Dans le temps que l’Asie tremblait au nom de Sapor, ce prince reçut en présent un grand nombre de chameaux chargés des marchandises les plus précieuses et les plus rares ; ces richesses, dignes d’être offertes aux plus grands rois, étaient accompagnées d’une lettre noble à la fois et respectueuse de la part d’Odenat, l’un des plus illustres et des plus opulents sénateurs de Palmyre. Quel est cet Odenat ? dit le fier vainqueur, en faisant jeter ses présents dans l’Euphrate ; quel est ce vil esclave qui osé écrire si insolemment à son maître ? S’il veut conserver l’espoir d’adoucir son châtiment, qu’il vienne se prosterner au pied de nôtre trône, qu’il paraisse devant nous les mains liées derrière le dos : s’il hésite, une prompte destruction écrasera sa tête, sa race et son pays[124]. L’extrémité cruelle où le Palmyrénien se trouvait réduit développa les sentiments généreux cachés dans son âme. Odenat se rendit devant Sapor, mais il s’y rendit en armes, inspirant son courage à la petite armée qu’il avait levée dans les villages de la Syrie[125] et dans les tentes du désert[126]. Il voltigea autour des Perses, les harassa dans leur retraite, s’empara d’une partie de leurs richesses ; et, ce qui était infiniment plus précieux qu’aucun trésor, il enleva plusieurs des femmes du grand roi, qui fût enfin obligé de repasser l’Euphrate à la hâte, avec quelques marques de confusion [Pierre Patrice, p. 25]. Par cet exploit, Odenat jeta les fondements de la gloire et de la fortune dont il devait jouir dans la suite. La majesté de Rome, avilie par un Persan, fût vengée par un Syrien ou un Arabe de Palmyre.
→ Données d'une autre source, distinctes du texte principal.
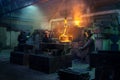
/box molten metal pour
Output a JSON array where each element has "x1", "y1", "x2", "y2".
[{"x1": 59, "y1": 19, "x2": 73, "y2": 42}]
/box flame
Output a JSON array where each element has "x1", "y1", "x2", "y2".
[
  {"x1": 72, "y1": 2, "x2": 90, "y2": 27},
  {"x1": 59, "y1": 19, "x2": 73, "y2": 42}
]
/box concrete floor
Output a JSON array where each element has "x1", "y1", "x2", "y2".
[{"x1": 0, "y1": 50, "x2": 94, "y2": 80}]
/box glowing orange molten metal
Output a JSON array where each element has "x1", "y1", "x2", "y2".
[{"x1": 59, "y1": 19, "x2": 73, "y2": 42}]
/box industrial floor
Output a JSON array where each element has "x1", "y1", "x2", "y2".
[{"x1": 0, "y1": 49, "x2": 95, "y2": 80}]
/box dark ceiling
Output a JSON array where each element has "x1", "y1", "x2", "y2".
[{"x1": 0, "y1": 0, "x2": 120, "y2": 15}]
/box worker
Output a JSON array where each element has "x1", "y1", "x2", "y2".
[{"x1": 80, "y1": 30, "x2": 95, "y2": 70}]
La voix de l’histoire, qui n’est souvent que l’organe de la haine ou de la flatterie, reproche à Sapor d’avoir indignement abusé des droits de la victoire. On prétend que le malheureux Valérien, chargé de fers et couvert des ornements de la pourpre impériale, offrit longtemps aux regards de la multitude le triste spectacle de la grandeur renversée. Toutes les fois que le monarque persan montait à cheval, il plaçait son pied sur le cou d’un empereur romain. Malgré toutes les remontrances de ses alliés, qui ne cessaient de lui rappeler les vicissitudes de la fortune, qui lui peignaient la puissance encore formidable de Rome, et qui l’exhortaient à faire de son illustre captif le gage de la paix et non un objet d’insulte, Sapor demeura toujours inflexible. Lorsque Valérien succomba sous le poids de la honte et de la douleur, sa peau, garnie de paille, et conservant une forme humaine, resta suspendue pendant plusieurs siècles dans le temple le plus célèbre de la Perse : monument de triomphe plus réel que tous ces simulacres de cuivre ou d’airain érigés si souvent par la vanité romaine[127]. Cette histoire est touchante, et renferme une grande morale ; mais il est permis de la révoquer en doute. Les lettres encore existantes des princes de l’Orient à Sapor sont évidemment fausses[128] ; d’ailleurs, est-il naturel de supposer qu’un monarque si jaloux de sa dignité ait ainsi dégradé, même dans la personne d’un rival, la majesté des rois ? Quelque traitement que l’infortuné Valérien ait éprouvé en Persée, il est du moins certain que ce prince, le premier empereur de Rome qui soit tombé entre les mains de l’ennemi, passa ses tristes jours dans une captivité sans espérance.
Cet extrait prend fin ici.